A poesia do aço contra a força de Hades

João Vieira

Estreou no passado dia 7 mais uma produção do Teatro da Rainha, companhia com a qual colaboro vai para 30 anos. A nova peça intitula-se “Letra M” e baseia-se num texto de há cerca de 600 anos, chamado “O Lavrador da Boémia” de autoria de Johannes Von Saatz. O texto, escrito após a morte da mulher do autor, é um extenso e esmagador diálogo entre um Lavrador e a Morte. A perda da mulher leva o Lavrador a desafiar a Morte, exigindo-lhe explicações.
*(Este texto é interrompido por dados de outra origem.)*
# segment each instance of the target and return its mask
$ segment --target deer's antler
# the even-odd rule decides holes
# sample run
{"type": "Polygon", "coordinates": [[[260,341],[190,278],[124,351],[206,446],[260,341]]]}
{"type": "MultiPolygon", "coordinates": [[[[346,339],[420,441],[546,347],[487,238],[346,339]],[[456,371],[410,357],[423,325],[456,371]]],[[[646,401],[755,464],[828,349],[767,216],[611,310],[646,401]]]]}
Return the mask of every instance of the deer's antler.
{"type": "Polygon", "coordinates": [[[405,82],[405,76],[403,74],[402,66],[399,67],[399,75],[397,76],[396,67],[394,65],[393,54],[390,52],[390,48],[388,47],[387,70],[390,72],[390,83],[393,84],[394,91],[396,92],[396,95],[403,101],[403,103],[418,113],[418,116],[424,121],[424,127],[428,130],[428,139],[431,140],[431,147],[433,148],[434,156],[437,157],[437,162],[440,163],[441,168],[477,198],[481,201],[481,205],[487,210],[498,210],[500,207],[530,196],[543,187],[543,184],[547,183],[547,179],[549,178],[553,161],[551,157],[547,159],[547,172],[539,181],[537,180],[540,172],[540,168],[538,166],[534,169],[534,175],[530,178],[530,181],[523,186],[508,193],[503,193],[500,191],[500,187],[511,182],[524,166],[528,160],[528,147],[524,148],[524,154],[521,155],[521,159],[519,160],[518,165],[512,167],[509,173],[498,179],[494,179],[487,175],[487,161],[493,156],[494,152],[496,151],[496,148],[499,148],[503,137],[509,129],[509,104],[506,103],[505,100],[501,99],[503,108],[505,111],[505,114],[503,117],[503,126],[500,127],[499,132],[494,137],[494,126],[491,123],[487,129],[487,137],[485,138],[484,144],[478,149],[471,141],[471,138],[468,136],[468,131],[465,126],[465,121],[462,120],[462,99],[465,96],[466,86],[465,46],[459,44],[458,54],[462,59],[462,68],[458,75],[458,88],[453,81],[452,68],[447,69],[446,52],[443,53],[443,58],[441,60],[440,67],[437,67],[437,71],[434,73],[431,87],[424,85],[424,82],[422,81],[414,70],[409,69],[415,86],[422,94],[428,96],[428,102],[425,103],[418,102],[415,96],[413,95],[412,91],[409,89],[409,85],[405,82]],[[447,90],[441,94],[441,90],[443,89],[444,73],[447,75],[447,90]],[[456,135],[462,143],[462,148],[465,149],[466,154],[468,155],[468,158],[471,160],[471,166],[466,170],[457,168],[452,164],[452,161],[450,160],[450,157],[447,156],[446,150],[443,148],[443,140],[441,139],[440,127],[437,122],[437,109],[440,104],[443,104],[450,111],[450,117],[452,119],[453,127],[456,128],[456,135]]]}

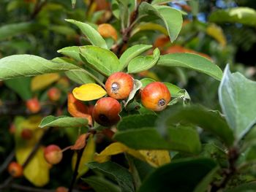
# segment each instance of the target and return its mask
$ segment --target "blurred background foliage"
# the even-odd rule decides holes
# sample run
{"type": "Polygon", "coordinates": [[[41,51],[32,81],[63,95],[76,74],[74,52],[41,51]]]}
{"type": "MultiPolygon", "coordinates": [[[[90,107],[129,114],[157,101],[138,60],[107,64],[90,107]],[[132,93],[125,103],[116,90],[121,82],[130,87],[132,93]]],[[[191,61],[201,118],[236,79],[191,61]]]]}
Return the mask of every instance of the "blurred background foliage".
{"type": "MultiPolygon", "coordinates": [[[[110,1],[78,0],[72,8],[69,0],[0,1],[0,58],[13,54],[33,54],[52,59],[60,56],[57,50],[64,47],[88,44],[80,30],[64,20],[67,18],[87,22],[92,26],[109,23],[120,30],[120,24],[110,11],[110,1]]],[[[129,45],[151,44],[159,47],[162,54],[176,52],[200,53],[213,60],[222,69],[227,64],[230,64],[231,71],[238,71],[252,80],[256,79],[256,1],[170,1],[170,6],[187,13],[184,15],[184,26],[176,41],[171,44],[159,26],[143,26],[139,24],[132,32],[133,35],[129,41],[129,45]],[[223,20],[223,13],[217,12],[238,7],[247,7],[244,14],[249,17],[248,22],[238,22],[238,19],[223,20]],[[155,30],[152,31],[152,28],[155,30]]],[[[238,10],[238,15],[243,14],[243,11],[238,10]]],[[[118,35],[120,37],[120,33],[118,35]]],[[[186,69],[160,67],[140,73],[140,78],[151,77],[178,85],[188,91],[192,103],[199,103],[213,110],[220,109],[217,99],[219,82],[208,76],[186,69]]],[[[31,77],[22,80],[24,87],[25,85],[30,85],[31,80],[31,77]]],[[[26,96],[24,99],[23,96],[27,94],[28,91],[24,91],[24,88],[21,91],[24,94],[17,93],[17,90],[12,85],[16,82],[3,84],[0,82],[0,162],[6,159],[14,148],[13,137],[7,130],[9,130],[15,116],[28,115],[26,112],[20,113],[20,111],[26,111],[25,105],[20,104],[24,104],[26,96]],[[6,115],[4,107],[7,106],[15,110],[11,112],[11,115],[6,115]]],[[[50,86],[60,88],[63,94],[57,104],[61,106],[61,114],[67,114],[65,107],[67,93],[74,85],[64,75],[60,74],[50,85],[42,86],[42,88],[36,91],[29,91],[31,93],[28,97],[37,95],[41,102],[46,103],[45,114],[58,114],[59,108],[56,107],[56,104],[50,104],[50,107],[48,107],[46,92],[50,86]]],[[[59,145],[64,147],[67,146],[65,142],[72,143],[77,136],[76,132],[70,130],[54,131],[58,134],[52,134],[45,143],[59,141],[59,145]],[[65,146],[63,146],[64,144],[65,146]]],[[[205,138],[207,137],[206,135],[205,138]]],[[[100,147],[100,150],[103,148],[102,146],[97,147],[100,147]]],[[[69,154],[66,155],[71,156],[69,154]]],[[[56,175],[58,169],[64,167],[67,162],[71,161],[70,158],[64,159],[64,161],[53,168],[52,174],[56,175]]],[[[72,170],[71,168],[61,170],[64,172],[58,174],[58,182],[65,183],[65,180],[69,180],[72,170]]],[[[0,180],[5,176],[1,175],[0,180]]],[[[49,185],[58,186],[59,183],[50,183],[49,185]]]]}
O que poderá alguma vez justificar a dor que lhe foi por ela causada? Como escreve, numa nota sobre o espectáculo, o encenador e meu especial amigo Fernando Mora Ramos, trata-se de uma reflexão em forma de diálogo “sobre um desejo de eternidade utópico que persegue o homem desde os primórdios da razão.”

No confronto entre a Morte e o Lavrador, sou manifestamente seduzido pela Morte. A sua postura, o carácter implacável e a natureza irrefutável dos seus argumentos seduzem-me bem mais que a lamechice do Lavrador, “figura tacanha”, como lhe chama a Morte a certa altura, durante o confronto.

Contudo eu sou o Lavrador, tornei-me Lavrador, sou forçado a fazer as mesmas perguntas à Morte. Quis o acaso que me visse na condição deste Lavrador frágil e vulnerável durante a produção desta peça. Um lavrador feito Orfeu, que desceu e continua a descer ao reino de Hades em busca da sua Eurídice, na ilusão de que a poderá ainda trazer de volta. Um lavrador-Orfeu a tentar com diligência adormecer Hades, Caronte e Cérbero sem sucesso. Um lavrador-Orfeu que desafia, também ele, as proibições e olha para trás. Nada mais parece restar senão a memória. Mas, nada: a serpente deu mesmo um golpe fatal na minha bela Eurídice.

Entre as minhas idas e vindas ao domínio de Hades tentei encontrar ânimo para sonificar esta “Letra M”.

The show must go on e a tarefa é ingrata. Hades não se comove, Caronte não adormece e Cérbero continua atento ao meu mais simples gesto. Tentam mesmo apanhar-me nos seus conluios. São insensíveis à sedução do meu design sonoro. Não teria conseguido se não fosse a ajuda, o apoio, o estoicismo, da equipa deste "Letra M", que me acompanhou sempre.

Valho-me do cenário. O cenário do João Vieira — também ele transformado em passageiro de Caronte  durante a produção da peça — é uma máquina sonora poderosa, de valor musical inegável. Uma máquina sonora talvez improvável, certamente inusitada. A fazer lembrar, visual e acusticamente, as conhecidas estruturas sonoras dos irmãos Baschet.

Hades volta a intrometer-se quando penso por que outros caminhos este trabalho poderia ter-se metido. Estou certo que o João Vieira haveria de ter simpatizado com a ideia de os percorrermos juntos.

O som deste cenário de aço está presente, de uma forma ou de outra, de modo mais ou menos exuberante e exclusivo, em todas as intervenções sonoras que a peça contém.

Proponho ao espectador o desafio de perceber onde começa e onde acaba o cenário desta “Letra M”.  Uma extensão de João Vieira, situada, não se sabe bem, no espaço físico da acção ou no espaço virtual da quadrifonia sonora. Onde jazem as fronteiras entre o visual e o acústico?

No futuro, se Hades o permitir, iremos explorar as virtudes deste cenário feito de ferro, de aço e de poesia.